I’ve made that drive COUNTLESS times, but never with two children. You’re a super hero!
My memories include sleeping on the pile of suitcases that were on the seat between me and my brother, and waking up just often enough to turn my walkman up a little louder…..
The alphabet game is money for a road trip.
It is even more fun driving from Nova Scotia to London ON with three kids in the car.
Awesome piece! I love: “Mom, are we in Vagina yet?” & “Dad, will it be dark in Vagina?” Outstanding! 😉
We played a lot of Car Bingo. But first we had to make our own boards. We swapped boards after we created each square so everyone had a chance to try to stump another player. That took a long time because the roads were always bumpy and it made our lines and pictures all crooked. Once finished, it was time to play. My brother and I always argued about how it wasn’t fair to have to find certain objects. Finding cows and cars and bridges was easy, but finding a donkey or a hearse or a limousine seemed impossible. Then we would have to negotiate to see a the bus we just passed was close enough to a boat. Or my brother would ask if a “Q” on a license plate was close enough to the requisite “Z”. Somebody always ending up getting punched. Eventually, my mother drew an invisible line between the seats and told us to stop touching each other. We knew we needed to stop for real when our father threatened to pull over if we kept it up. He did it once on our way back from Toronto. And the thought of being stranded in a foreign country left me scarred for life.
Can you imagine? Being left alone in Ontario? 😉
We used to play alphabet games. Look for an A on a sign somewhere along the way. Then a B. We usually got slowed down with Q and Z. Sometimes we’d alter the game by finding the letter only on license plates. Or we’d play 20 Questions.
We did fine as long as it was just my older sister and me along with our parents, but anytime they took us and our little sister and brother, Katie bar the door!
We played similar games when our girls were younger. Far less torturous because the trip was only 70 miles. The worst game was Punch Buggy – when someone saw a VW Beatle (a punch bug), that person would punch the other person in the game. Sometimes, I swear, there was no punch bug. But there were plenty of “Ouch,” “Mom, she hit me. Make her cut it out.”
Yeah … those kinds of rides. I feel for you.
Oh, do I remember the road trip. Five children. Us. The Burns Girls.
I do not know why Dad tortured himself taking us on vacation. The arguments over who had to sit in front with Mom and Dad, who’s turn it was to sit by the window.
Peace (of sorts) came to our road trips in the form of a Volkswagen Van before the Flower Children of the seventies discovered them. A seat for everyone — if you counted the rumble seat where youngest sister, Sheri, had to sit — with her Tupperware up-chuck bowl.
I always chose a seat of the back bench seat because it was beyond The Long Arm of the Law (aka Dad when he’d “Had JUST about enough of us.”)
wow thats sounds fantastic..i too would try these ideas with my kid
*Snorting with giggles* This is so funny and apt and holy God, you lot are brave, doing this in a hatchback!

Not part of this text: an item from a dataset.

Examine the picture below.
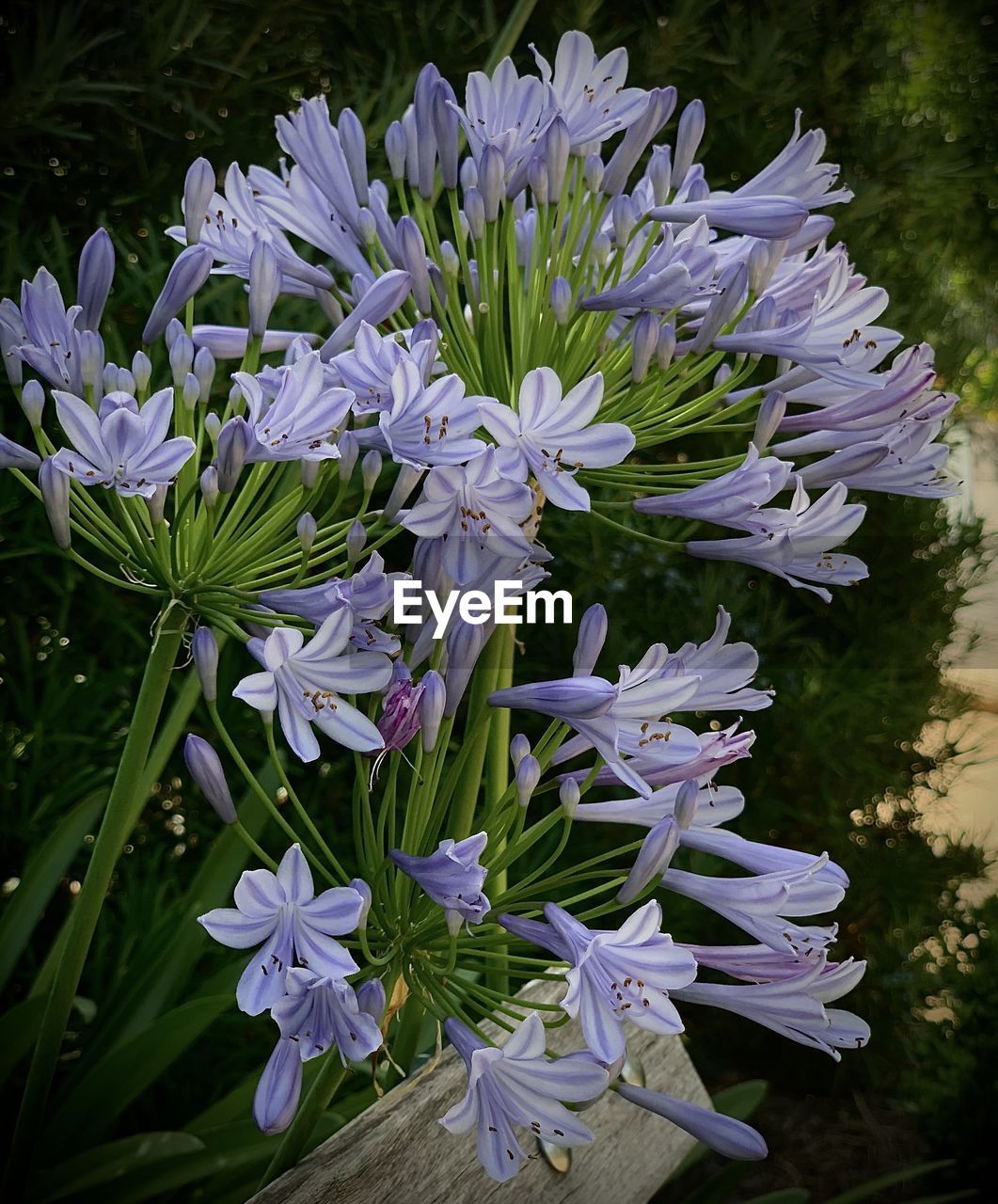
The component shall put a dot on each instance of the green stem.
(123, 807)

Our family adventures were never this epic, unless you count the time my dad threatened (during a three-hour traffic jam on the 401) to haul us both out of the car and spank us, if we didn’t behave.
We didn’t behave (My brother was on my side and I was touching him, according to him) and so my passive, mild-mannered father yanked us from the brown station wagon in front of all those people and soundly spanked our butts. (It was the 70’s…you could do that and not get arrested)
I am pretty sure that the cheering we heard wasn’t JUST from my mum in the front seat.
I’m still a little confused about the picnic game…
Geez! I can SYMPATHIZE with you on SO many levels. Wennipeg. Car trips. Eck. Oh, P.S. Stopping by from Twitter. You don’t know me. 😉 (red head)
I peed my pants just a little reading this. We haven’t graduated from I Spy yet. We even played it camping where everytime it was “I spy something green.”